Kupferstich von Matthäus Merian dem Älteren, 1654, Edition Topographia Saxoniae Inferioris.⁶
Kaiser Karl der Große hatte im Jahre 787 den aus England stammenden Mönch Willehad (Vilhead, lat. Vilhadus) *740, +08.11.789; zum Bischof mit Sitz in Bremen ernannt. Nach seinem bereits zwei Jahre später erfolgten Tod war er heiliggesprochen worden. Am Orte seines Begräbnisses im Dom zu Bremen, wurde in der Folgezeit besondere Zeichen vernommen, die, wie sein Leben, in einer Handschrift aufgezeichnet worden sind. Der Ortsname Weyhe tauchte schon um 860 auf. Grund war ein Bericht über die Wunderheilungen am Grabe Willehads. Erzählt wird im 17. Kapitel der Handschrift von einem Mädchen aus „Wege („Wege villa publica
) (Kirch- oder Sudweyhe), das seit langem keine Kraft mehr in ihrem Körper hatte.

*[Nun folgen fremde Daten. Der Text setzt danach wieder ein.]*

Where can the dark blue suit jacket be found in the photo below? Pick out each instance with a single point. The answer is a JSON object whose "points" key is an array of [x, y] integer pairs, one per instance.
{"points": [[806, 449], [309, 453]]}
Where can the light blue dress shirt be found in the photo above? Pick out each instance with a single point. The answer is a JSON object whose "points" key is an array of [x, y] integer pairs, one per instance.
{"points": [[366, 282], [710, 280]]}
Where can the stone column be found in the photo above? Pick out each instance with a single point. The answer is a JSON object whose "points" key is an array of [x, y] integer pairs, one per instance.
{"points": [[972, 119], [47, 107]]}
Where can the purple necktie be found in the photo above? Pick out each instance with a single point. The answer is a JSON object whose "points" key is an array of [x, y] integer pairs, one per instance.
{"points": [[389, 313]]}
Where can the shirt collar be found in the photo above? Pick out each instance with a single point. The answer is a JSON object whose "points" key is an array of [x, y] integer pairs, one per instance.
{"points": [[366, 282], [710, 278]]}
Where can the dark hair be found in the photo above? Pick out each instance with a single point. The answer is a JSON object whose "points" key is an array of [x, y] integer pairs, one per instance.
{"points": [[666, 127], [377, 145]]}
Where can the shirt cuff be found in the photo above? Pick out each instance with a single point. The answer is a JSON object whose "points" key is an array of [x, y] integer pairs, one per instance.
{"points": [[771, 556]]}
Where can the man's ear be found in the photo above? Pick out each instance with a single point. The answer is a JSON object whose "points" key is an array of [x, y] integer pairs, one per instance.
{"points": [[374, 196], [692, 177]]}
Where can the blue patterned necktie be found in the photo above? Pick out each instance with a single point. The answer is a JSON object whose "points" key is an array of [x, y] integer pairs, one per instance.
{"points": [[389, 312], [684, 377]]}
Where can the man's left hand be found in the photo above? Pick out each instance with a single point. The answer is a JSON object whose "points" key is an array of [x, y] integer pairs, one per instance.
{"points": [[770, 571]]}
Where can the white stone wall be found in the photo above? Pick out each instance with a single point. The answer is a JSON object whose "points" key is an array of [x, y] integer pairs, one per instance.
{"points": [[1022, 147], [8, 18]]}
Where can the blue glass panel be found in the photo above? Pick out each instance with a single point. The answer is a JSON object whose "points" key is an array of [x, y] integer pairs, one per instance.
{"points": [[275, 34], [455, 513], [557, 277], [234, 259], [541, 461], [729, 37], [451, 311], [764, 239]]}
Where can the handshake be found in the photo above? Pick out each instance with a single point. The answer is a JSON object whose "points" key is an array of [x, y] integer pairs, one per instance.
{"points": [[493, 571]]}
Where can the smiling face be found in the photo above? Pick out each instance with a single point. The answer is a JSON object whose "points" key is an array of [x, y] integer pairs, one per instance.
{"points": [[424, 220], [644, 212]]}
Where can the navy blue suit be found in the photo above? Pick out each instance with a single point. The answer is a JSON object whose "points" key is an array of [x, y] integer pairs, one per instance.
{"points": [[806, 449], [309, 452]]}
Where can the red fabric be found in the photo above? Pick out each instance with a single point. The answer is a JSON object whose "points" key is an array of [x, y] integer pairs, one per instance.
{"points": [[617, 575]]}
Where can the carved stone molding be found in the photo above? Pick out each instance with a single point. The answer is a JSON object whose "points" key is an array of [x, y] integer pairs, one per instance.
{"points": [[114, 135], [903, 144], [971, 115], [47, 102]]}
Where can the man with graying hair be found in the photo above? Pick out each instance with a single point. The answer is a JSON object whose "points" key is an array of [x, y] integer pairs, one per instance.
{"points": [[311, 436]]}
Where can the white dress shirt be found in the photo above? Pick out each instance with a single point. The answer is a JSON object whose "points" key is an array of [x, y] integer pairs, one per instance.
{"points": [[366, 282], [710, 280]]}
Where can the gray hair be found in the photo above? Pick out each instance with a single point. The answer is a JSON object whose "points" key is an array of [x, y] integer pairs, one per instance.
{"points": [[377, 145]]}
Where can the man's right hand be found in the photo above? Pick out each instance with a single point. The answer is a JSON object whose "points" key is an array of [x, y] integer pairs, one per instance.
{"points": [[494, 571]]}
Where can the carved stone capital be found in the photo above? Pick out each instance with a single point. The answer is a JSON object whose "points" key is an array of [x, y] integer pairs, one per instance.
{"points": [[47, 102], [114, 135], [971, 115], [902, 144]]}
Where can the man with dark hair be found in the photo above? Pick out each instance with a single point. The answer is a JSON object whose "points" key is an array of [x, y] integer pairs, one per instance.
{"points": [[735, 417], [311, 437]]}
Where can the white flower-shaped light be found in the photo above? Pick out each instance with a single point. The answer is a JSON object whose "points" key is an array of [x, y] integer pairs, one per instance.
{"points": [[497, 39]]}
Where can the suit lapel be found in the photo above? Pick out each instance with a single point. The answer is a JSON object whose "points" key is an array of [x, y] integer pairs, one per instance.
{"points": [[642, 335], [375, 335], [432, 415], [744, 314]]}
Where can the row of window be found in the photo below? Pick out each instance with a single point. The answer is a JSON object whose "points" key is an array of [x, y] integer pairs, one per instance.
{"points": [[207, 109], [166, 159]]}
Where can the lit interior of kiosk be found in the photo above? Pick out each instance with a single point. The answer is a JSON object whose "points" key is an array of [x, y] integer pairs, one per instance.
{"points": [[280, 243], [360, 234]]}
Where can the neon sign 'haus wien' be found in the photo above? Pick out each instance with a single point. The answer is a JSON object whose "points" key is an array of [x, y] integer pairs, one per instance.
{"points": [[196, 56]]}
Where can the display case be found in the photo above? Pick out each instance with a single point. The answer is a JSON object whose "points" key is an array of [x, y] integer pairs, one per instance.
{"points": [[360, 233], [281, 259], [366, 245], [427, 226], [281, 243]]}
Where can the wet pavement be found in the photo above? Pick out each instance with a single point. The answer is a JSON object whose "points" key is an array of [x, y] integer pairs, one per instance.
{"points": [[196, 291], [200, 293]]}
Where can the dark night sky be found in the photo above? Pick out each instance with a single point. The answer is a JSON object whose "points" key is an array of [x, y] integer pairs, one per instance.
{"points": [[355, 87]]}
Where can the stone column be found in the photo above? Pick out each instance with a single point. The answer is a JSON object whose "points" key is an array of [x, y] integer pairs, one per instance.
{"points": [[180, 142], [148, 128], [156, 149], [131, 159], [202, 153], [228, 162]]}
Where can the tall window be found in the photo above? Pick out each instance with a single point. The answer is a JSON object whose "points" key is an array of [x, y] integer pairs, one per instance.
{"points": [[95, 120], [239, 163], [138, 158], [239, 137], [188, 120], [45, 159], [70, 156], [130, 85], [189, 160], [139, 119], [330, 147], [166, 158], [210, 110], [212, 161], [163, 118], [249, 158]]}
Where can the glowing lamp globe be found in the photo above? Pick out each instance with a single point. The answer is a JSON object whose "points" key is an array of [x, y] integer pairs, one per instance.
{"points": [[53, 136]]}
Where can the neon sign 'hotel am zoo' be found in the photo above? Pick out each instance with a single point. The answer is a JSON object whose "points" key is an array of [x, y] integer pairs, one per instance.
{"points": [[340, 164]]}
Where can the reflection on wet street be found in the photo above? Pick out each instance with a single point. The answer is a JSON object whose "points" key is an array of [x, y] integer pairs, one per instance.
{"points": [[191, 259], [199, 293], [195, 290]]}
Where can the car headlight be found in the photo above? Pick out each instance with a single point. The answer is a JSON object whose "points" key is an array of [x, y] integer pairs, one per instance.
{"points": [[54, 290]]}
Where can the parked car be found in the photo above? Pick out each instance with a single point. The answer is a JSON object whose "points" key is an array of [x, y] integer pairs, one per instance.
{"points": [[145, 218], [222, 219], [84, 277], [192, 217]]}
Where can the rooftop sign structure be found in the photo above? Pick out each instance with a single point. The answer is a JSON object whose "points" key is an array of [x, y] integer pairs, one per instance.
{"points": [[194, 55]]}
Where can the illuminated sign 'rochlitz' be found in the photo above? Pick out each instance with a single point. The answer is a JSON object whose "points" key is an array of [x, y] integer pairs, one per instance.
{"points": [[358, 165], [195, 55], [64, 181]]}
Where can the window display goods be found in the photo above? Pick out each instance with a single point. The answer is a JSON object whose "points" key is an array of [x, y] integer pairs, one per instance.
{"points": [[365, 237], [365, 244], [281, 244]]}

„Porro de Wege villa publica, quaedam puella multo tempore omnibus infirmata membris, nihil omnio virium in proprio retinebat corpore. Ad confessionem itaque deducta Sancti, divinae largitatis munificentia et virium possibilitatem et totius corporis recepitsanitatem."
„Ferner war im Dorfe Weyhe ein Mädchen, welches lange Zeit an allen Gliedern geschwächt, in seinem ganzen Körper keine Kraft mehr hatte. Dieses wurde dann an das Grab des Heiligen gebracht und erhielt durch Gottes reiche Güte den Gebrauch seiner Kräfte und die Gesundheit seines Körpers zurück.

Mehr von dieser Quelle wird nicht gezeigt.